Incident Report for CircleCI

Postmortem

On July 19, 2022, from 20:02 to 21:47 UTC, customers experienced delays of up to 10 minutes in job start time. We want to thank our customers for your patience and understanding as we worked to resolve this incident.

The original status page can be found here.

What happened (all times UTC)

At approximately 18:55, one of our database clusters began to show elevated read activity, with a corresponding increase in disk I/O and CPU utilization.

This activity increased over time, and by 19:30, this began to impact customer job start time through increased request latency.

On-call engineers were alerted, and a public incident was declared at 20:02. At 20:12, the database connection pools became saturated and new connections began to fail, contributing to delays in job start times as our system was slow to process workloads during the event.

Through investigation the team discovered an unusually high amount of requests generated from a specific API endpoint. Steps were taken to address the additional load, and at 21:15 we restarted services with “hung” database connections. This freed up the connection pool and allowed the team to scale up services responsible for processing job output to work through the backlog. This succeeded in reducing the database pressure and processing returned to normal by 21:25.

During this incident, most customers experienced increased job start times of up to 10 minutes and delays in both status updates and the availability of job output. A smaller number of customers experienced “stuck” jobs that presented as jobs showing as “queued” or “started” with no progress. These had to be manually stopped and restarted.

Future Prevention and Process Improvement:

We are prioritizing work to decouple job execution from this database. Once this is complete, a similar incident may result in a delay in displaying job output but should not impact job start or overall execution and job status results.

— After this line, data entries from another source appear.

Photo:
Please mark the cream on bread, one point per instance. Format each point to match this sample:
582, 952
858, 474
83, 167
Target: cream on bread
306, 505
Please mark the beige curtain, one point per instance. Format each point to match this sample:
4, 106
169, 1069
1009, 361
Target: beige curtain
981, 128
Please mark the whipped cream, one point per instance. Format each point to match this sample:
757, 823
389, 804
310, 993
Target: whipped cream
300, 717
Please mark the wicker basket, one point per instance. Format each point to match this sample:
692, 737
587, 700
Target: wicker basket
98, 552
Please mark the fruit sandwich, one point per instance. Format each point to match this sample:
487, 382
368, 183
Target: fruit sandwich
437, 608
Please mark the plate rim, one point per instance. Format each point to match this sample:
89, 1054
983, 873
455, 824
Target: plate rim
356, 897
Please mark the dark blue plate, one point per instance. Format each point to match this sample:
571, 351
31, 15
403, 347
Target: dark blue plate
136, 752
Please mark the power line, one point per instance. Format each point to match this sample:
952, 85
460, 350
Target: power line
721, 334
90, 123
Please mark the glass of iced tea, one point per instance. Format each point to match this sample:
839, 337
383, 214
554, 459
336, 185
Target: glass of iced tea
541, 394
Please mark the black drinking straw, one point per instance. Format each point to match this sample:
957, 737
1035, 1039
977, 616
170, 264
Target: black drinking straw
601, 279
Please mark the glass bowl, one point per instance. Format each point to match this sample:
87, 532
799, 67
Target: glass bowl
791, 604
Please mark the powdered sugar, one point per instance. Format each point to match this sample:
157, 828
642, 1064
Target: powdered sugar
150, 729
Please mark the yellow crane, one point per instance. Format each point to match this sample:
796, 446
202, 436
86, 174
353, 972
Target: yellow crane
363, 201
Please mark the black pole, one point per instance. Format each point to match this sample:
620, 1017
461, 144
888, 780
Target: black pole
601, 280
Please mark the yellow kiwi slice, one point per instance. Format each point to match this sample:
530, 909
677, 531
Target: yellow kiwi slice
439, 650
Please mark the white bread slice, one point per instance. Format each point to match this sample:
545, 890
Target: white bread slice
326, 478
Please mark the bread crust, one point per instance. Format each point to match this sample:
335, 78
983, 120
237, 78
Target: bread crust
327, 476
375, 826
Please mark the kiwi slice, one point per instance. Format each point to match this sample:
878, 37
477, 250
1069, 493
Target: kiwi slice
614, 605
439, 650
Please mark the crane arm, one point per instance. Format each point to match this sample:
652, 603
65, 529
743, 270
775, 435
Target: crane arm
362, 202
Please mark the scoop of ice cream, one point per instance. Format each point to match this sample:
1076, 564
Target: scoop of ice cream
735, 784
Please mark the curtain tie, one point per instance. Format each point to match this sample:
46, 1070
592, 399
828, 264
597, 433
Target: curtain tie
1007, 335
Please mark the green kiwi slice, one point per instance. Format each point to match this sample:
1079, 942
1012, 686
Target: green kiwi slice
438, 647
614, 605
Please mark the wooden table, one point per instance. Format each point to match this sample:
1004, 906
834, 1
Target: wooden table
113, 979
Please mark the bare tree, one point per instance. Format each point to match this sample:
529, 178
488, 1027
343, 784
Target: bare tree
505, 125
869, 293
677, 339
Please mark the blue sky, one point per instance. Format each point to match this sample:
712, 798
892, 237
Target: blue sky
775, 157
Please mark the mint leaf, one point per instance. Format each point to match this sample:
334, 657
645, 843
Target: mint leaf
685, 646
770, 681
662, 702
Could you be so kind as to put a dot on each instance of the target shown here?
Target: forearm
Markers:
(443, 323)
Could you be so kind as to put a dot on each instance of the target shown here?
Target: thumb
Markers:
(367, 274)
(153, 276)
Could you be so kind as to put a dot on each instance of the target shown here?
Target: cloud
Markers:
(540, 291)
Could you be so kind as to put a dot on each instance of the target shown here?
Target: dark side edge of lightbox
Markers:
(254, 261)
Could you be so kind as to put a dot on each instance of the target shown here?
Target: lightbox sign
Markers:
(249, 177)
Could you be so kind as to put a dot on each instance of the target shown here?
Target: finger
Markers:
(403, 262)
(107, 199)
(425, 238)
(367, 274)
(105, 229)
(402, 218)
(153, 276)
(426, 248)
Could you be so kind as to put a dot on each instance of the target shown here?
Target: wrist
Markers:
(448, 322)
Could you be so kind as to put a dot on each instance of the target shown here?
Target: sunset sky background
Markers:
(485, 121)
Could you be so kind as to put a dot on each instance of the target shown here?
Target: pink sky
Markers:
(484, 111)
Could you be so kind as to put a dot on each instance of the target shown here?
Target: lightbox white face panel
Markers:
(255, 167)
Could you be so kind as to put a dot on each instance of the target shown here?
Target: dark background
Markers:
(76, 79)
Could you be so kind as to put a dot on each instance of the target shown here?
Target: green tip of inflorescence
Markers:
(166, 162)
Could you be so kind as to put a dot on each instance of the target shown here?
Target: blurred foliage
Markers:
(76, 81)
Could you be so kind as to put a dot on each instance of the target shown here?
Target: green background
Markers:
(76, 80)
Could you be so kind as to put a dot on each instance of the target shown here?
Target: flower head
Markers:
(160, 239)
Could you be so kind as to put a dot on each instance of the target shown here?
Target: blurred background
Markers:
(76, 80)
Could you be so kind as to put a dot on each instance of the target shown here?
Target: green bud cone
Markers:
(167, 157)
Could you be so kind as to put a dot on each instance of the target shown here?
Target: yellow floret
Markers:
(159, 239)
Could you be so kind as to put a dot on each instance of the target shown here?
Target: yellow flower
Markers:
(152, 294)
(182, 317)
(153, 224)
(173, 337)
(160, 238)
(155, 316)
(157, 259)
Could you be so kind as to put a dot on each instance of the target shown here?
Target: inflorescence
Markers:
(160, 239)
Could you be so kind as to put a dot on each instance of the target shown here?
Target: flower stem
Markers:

Our teams are also analyzing and improving rate limiting logic for specific inter-service APIs in order to prevent excessive request load.

Posted Sep 12, 2022 - 10:16 UTC

Resolved

This incident has been resolved. Thank you for your patience.

Posted Jul 19, 2022 - 21:47 UTC

Monitoring

A fix has been implemented and we are monitoring results. Jobs are beginning to run again as normal.

Posted Jul 19, 2022 - 21:24 UTC

Identified

We have identified the root of this issue. We are implementing a fix.

Posted Jul 19, 2022 - 21:17 UTC

Update

We are still seeing job latency of around 5 minutes. We are diligently working to identify this issue.

Posted Jul 19, 2022 - 21:02 UTC

Update

We are continuing to see latency in job starts, averaging around 7 minutes. We are continuing to investigate this issue.

Posted Jul 19, 2022 - 20:28 UTC

Investigating

We are seeing delays of up to 10 minutes on job start time. We are currently investigating the source of this issue.

Posted Jul 19, 2022 - 20:02 UTC

This incident affected: Docker Jobs.